Amazon Kindle To Get Apps and EA Games
Lanxon writes "Amazon currently encourages publishers and authors to sell their books and magazines digitally, but the upcoming Kindle Development Kit (KDK), which goes into beta next month, says Wired, will allow software developers to create a variety of different applications. Amazon has already confirmed a Zagat guide for restaurant reviews from Hallmark and a selection of word games and puzzles, such as Sudoku, from Sonic Boom. EA Mobile is also set to release games on the Kindle."The kit itself is expected to be available next month.
People can already SSH into their Kindles. If I were Amazon, I would be worried about this kind of support making jailbreaks more attractive, possibly putting a nail into the coffin of their future ebook sales.
I agree any app that has any sort of interactivity will be sluggish. It does sequential reading well
The refresh rate on current models will really limit this. Might be ok for crossword puzzles and sudoku.
Although the current way it allows books to be read is fairly limited, (table of contents, basic search) the article mentioned more interactive books, such as cookbooks. And this might be where it will be useful.
Zagat guides are already available on the Kindle, so I presume they're looking to update the book content. I really can't see what else they'd want to do.
As you say, games are going to be pretty basic. The Kindle already has minesweeper, and that pushes it's abilities.
Developers are in for a major challenge, and many of them are likely going to decide, and rightly so, that the Kindle isn't the right platform for them.

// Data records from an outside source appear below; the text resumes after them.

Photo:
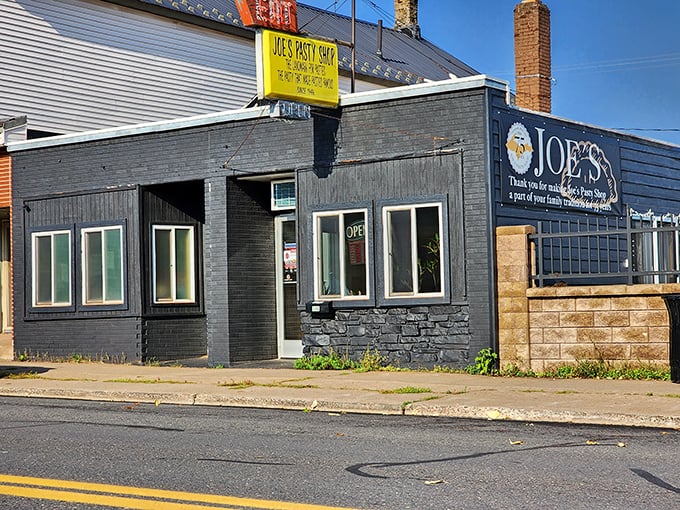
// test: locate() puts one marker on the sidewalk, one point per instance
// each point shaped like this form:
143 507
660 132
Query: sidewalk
279 386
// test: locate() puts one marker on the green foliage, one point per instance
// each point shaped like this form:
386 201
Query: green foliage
371 360
485 363
407 390
330 361
429 263
588 369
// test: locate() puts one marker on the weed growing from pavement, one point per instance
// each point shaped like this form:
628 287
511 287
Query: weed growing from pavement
147 381
240 385
407 389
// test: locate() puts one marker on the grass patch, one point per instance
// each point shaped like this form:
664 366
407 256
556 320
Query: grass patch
370 361
407 390
237 385
20 375
588 369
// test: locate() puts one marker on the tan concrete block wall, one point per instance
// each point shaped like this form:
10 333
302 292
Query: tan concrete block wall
540 328
512 277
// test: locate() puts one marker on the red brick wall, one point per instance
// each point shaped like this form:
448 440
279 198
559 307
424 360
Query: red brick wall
532 56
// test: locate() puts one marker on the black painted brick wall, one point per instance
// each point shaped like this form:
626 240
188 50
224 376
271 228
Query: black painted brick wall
173 338
394 129
251 273
107 339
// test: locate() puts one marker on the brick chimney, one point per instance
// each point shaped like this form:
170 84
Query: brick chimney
406 17
532 56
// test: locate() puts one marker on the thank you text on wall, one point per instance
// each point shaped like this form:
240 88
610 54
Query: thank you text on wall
550 165
298 69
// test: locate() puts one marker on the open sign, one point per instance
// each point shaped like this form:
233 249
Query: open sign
356 231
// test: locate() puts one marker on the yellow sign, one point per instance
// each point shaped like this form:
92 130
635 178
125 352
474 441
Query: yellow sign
298 69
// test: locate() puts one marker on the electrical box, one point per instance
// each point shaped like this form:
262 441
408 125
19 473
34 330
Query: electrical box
320 309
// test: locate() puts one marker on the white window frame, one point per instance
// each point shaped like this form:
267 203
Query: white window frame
34 269
274 205
650 246
387 264
173 280
316 240
85 267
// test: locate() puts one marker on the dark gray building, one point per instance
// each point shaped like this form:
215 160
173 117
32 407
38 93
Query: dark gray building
246 237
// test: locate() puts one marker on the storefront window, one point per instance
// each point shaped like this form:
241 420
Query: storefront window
173 264
52 268
102 265
340 255
414 263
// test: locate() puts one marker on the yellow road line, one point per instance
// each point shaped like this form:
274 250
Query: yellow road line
40 491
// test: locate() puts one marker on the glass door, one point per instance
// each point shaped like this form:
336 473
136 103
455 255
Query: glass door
287 315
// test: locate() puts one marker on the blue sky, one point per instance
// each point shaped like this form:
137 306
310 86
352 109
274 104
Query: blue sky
616 63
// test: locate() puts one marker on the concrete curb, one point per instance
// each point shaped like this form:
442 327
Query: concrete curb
544 416
312 405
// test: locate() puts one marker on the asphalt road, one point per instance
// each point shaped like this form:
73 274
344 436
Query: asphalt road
353 461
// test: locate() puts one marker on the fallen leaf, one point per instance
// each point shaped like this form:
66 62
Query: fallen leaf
493 415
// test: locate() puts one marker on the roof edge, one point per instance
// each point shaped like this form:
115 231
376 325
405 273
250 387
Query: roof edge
139 129
405 91
423 89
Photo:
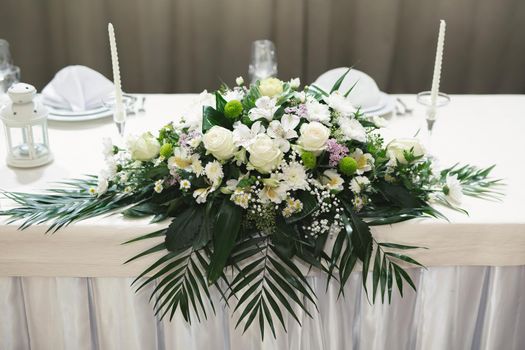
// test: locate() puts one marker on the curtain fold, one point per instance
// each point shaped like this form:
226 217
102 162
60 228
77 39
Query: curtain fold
190 45
454 308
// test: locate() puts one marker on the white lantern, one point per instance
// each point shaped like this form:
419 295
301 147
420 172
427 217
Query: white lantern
25 124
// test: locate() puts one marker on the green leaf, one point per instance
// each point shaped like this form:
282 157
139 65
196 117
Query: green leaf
339 81
399 246
360 236
227 226
220 102
212 117
375 274
399 195
404 258
310 205
382 278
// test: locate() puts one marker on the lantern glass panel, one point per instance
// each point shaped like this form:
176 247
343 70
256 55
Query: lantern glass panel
39 139
18 138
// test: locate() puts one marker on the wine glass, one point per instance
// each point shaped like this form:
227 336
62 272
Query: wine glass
263 61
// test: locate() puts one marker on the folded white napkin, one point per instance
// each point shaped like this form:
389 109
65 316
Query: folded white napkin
365 94
77 88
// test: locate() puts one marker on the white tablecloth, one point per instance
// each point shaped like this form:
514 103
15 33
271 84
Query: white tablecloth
455 308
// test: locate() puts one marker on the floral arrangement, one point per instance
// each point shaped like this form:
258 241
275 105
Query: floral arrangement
264 183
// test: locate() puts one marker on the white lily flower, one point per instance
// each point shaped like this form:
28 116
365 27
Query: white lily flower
244 136
214 172
365 161
340 103
332 180
265 108
236 94
284 130
453 189
294 175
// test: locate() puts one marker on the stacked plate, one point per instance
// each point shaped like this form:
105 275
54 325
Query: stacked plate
365 93
105 110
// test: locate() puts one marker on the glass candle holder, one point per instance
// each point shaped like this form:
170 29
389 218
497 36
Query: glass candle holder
119 117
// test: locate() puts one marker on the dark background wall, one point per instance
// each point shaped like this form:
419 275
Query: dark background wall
189 45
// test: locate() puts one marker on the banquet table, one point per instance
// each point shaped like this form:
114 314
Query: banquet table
71 290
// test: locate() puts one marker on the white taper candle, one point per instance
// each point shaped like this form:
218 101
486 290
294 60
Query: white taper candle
120 114
437 70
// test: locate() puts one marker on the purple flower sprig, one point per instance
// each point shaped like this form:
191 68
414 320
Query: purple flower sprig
337 152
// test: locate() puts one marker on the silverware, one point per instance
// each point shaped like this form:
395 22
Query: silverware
141 108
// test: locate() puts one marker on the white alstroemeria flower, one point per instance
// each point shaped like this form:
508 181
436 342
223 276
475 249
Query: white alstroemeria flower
340 103
213 171
295 83
284 130
317 111
244 136
236 94
365 161
181 159
359 183
332 180
265 108
295 177
352 129
453 189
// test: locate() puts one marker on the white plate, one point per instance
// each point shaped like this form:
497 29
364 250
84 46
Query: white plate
77 117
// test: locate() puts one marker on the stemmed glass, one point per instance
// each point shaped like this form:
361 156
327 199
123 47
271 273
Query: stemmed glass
263 61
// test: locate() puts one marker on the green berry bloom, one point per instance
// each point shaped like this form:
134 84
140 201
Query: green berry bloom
166 150
347 165
233 109
309 159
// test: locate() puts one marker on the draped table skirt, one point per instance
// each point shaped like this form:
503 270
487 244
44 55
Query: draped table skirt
454 308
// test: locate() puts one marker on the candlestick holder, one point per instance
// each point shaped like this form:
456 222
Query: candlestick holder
425 98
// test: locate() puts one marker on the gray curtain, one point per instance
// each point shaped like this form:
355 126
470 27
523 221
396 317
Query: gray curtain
189 45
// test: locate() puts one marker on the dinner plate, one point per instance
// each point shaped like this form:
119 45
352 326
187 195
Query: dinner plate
63 116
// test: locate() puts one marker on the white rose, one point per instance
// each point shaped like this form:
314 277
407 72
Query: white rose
219 142
271 87
397 148
317 112
313 137
143 148
265 154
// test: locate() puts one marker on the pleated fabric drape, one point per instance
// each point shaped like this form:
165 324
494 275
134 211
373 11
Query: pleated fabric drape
454 308
190 45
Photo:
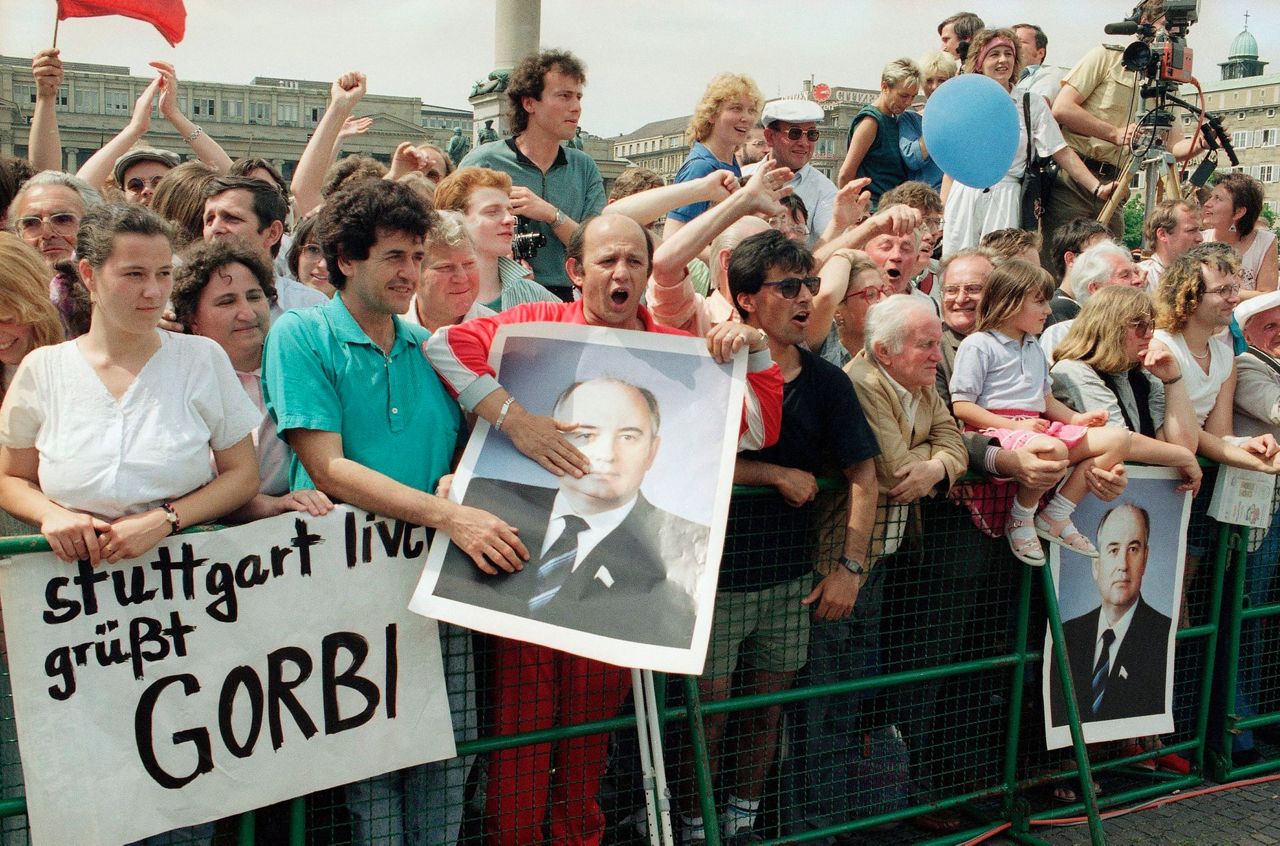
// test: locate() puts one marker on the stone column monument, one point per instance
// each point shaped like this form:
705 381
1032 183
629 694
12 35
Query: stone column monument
517 26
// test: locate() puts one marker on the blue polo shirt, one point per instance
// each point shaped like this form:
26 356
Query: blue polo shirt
321 371
699 163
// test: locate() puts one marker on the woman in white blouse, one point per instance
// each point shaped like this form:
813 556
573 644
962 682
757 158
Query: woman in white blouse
104 440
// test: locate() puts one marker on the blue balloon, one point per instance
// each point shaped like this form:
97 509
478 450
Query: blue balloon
970 128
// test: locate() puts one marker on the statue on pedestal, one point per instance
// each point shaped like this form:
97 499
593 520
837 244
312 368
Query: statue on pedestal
458 146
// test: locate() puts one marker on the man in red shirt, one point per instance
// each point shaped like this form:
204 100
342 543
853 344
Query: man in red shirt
608 260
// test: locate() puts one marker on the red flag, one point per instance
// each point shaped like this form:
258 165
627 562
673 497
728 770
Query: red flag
167 15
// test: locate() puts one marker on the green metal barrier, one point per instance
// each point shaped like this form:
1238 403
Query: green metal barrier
1249 687
952 686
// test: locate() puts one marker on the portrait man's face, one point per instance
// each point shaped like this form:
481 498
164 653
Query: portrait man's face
1121 558
615 431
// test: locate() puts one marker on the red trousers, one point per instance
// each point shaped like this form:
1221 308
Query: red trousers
540 687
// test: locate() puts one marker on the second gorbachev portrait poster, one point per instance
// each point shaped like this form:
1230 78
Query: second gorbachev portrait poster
1120 612
624 559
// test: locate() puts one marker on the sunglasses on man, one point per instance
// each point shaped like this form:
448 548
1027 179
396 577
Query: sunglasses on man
790 287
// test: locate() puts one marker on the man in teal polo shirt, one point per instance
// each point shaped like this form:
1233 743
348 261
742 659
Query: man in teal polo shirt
554 187
371 425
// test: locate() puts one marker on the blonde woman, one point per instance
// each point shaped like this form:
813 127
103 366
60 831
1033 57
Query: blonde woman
936 68
972 213
27 319
1106 361
721 122
873 140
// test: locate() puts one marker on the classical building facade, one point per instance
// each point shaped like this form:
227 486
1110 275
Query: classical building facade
1248 101
270 117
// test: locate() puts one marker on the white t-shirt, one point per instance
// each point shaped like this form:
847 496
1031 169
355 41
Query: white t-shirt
115 457
1202 388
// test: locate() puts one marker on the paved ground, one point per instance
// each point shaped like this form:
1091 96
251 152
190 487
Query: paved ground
1233 817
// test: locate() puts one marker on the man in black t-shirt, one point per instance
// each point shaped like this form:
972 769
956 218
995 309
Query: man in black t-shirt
767 582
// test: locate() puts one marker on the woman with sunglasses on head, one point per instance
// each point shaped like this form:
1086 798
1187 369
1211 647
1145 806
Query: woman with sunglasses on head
851 283
1230 216
972 213
46 214
105 440
1106 361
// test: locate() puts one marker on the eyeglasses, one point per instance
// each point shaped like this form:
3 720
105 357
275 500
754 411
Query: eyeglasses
869 293
795 133
954 291
63 223
790 287
137 183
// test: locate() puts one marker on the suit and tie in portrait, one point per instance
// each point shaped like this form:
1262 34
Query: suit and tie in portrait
1118 652
603 559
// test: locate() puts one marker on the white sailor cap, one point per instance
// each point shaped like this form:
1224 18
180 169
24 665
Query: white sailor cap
791 111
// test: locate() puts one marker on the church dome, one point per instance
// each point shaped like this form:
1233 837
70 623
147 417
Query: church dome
1244 46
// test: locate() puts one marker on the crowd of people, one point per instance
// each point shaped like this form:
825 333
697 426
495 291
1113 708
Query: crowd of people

Because it didn't make it to /. but is relevant: Amazon's Press Release about Royalty Hikes from yesterday.
Matching Apple's 70% royalties is another major sign of Amazon's Apple envy- but also a strong financial incentive for authors and publishers to be "well behaved" when pricing their Kindle books, as in keep prices lower than paper, offer TTS, etc.
http://en.wikipedia.org/wiki/Amazon_kindle#Content_sources
Maybe you mean HandMark!! :)
One thing that is an absolute pain is that the Kindle has no folder management, and as such, no way to organize the books that are downloaded. Sure, it'll hold 3000 e-books, but try paging through the list. And the startup time is proportional to the length of the list.
Opening up the e-book application interface would go a long way to getting features that Amazon seems disinclined to provide themselves.
The Kindle application framework is Java based. You write "booklets" that work like Java applets. Under the hood the Kindle runs a Linux kernel, so in theory you could just write native C apps, but I doubt Amazon will give developers access to that.